La situazione poi precipita quando compaiono in scena le altre due protagoniste, due improbabili capi scout: i dialoghi sono privi di ogni logica, completamente didascalici e ridicolmente forzati.  Sembra che ognuno degli attori reciti un costante monologo, poi tagliuzzato grossolanamente in fase di montaggio e riassemblato, nel tentativo di creare delle conversazioni. Così facendo, il mordente, purtroppo, soccombe inesorabile.

Un’insopportabile mancanza

In un film horror, l’assenza di tensione è letale.
E La figlia del bosco non fa paura. Mai. Non c’è un solo momento di vero disagio, di ansia, di inquietudine. Sembra quasi che Riccio non voglia nemmeno provarci. E allora che senso ha realizzare un horror che non inquieta e non coinvolge?
Ogni colpo di scena è telefonato, ogni svolta prevedibile, ogni elemento disturbante è più che altro decorativo. Il finale, poi, è un catalogo di scelte ovvie e soluzioni pigre.

É lecito allora porsi una domanda: ma perché far durare così tanto una storia che ha così poco da raccontare? Non sarebbe stato meglio accorciare il minutaggio in modo da permettere alla tensione di non dissiparsi? La figlia del bosco racconta in quasi un’ora e mezza ciò che si sarebbe potuto narrare abbondantemente in venti minuti. E allora come può una pellicola che ha un’ora di troppo essere salvata? Semplice: non può.

È un disastro totale?

Ma ci sarà qualcosa che si salva, almeno sul piano tecnico? No.
Se già la storia è di per sé inconsistente, fotografia e montaggio le danno il colpo di grazia. Bruno si ritrova a camminare in uno stranissimo e particolarissimo bosco grigio. A qualsiasi ora del giorno, la foresta che lo circonda è tinta di grigio.

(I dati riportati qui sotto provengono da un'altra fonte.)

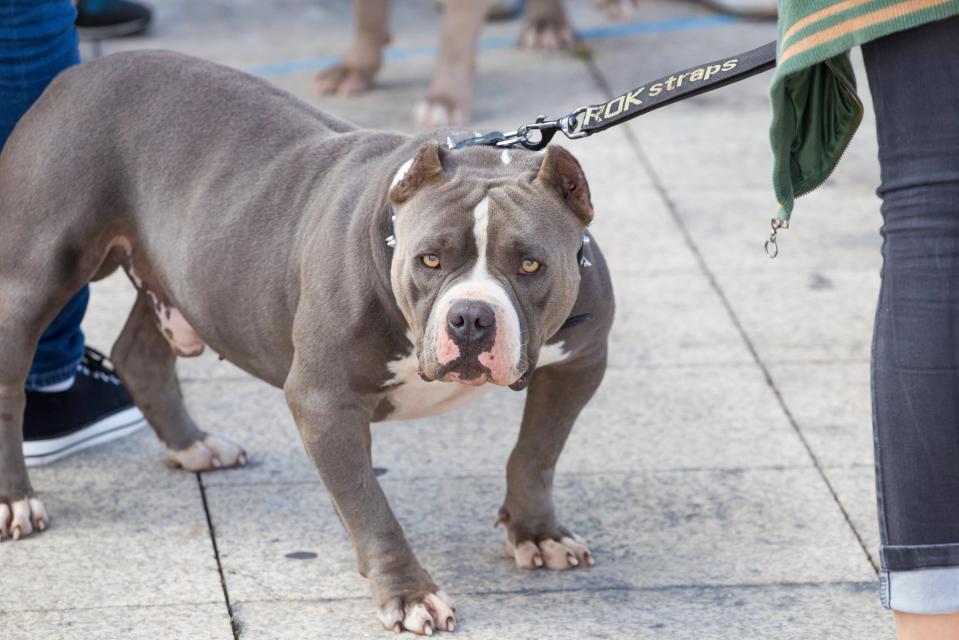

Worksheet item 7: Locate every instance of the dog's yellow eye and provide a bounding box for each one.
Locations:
[421,254,441,269]
[520,259,541,274]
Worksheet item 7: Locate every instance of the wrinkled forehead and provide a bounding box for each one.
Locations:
[397,159,581,242]
[401,187,578,257]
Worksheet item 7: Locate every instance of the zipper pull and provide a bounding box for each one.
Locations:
[764,217,788,258]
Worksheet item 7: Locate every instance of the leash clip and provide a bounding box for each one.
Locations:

Grigio, grigio, grigio. Ovunque! 1 sfumatura di grigio, direbbe qualcuno. C’è da dire però che, coerentemente con la regia e la storia, anche i tagli di luce e i colori che mette in scena il direttore della fotografia Santiago Serratos sono totalmente scialbi, spenti e piatti.

Ma la vera ciliegina sulla torta è il montaggio. Con una cadenza ciclica di circa cinque-sei minuti, a prescindere da ciò che sta accadendo nella storia, la scena viene spezzata da delle riprese aeree del bosco, accompagnate da musichette generiche da catalogo royalty-free.
Viene spontaneo chiedersi quale sia il senso di tale trovata, ma dopo mezz’ora passata a rivedere la stessa identica inquadratura della foresta, ogni dubbio sul senso delle immagini lascia spazio a una domanda più urgente: “quanto manca ancora?”

Un brutta delusione

Pellicole come La figlia del bosco non danno solo dispiacere: creano rabbia. Perché dimostrano una mancanza di ambizione, di visione, di coraggio.
Il cinema horror italiano ha una tradizione gloriosa — che sia tempo di aggiornarla è ovvio, ma per farlo serve ben altro che una manciata di panoramiche e una trama stiracchiata. Serve voglia. Passione. O anche solo rispetto per chi guarda.

Questa pellicola poteva essere l’inizio di qualcosa. E invece è un triste promemoria di dove siamo finiti. Certo è che potrebbe essere molto utile a spiegare come realizzare al meglio delle riprese aeree di un bosco, ma nulla di più.
La figlia del bosco è una triste bussola impazzita che, più che condurci nel cuore oscuro della foresta, ci lascia a vagare in un nulla fatto di grigi, bambole anonime e dialoghi assurdi.
Che peccato. Che occasione sprecata. Che grande, gigantesco vuoto.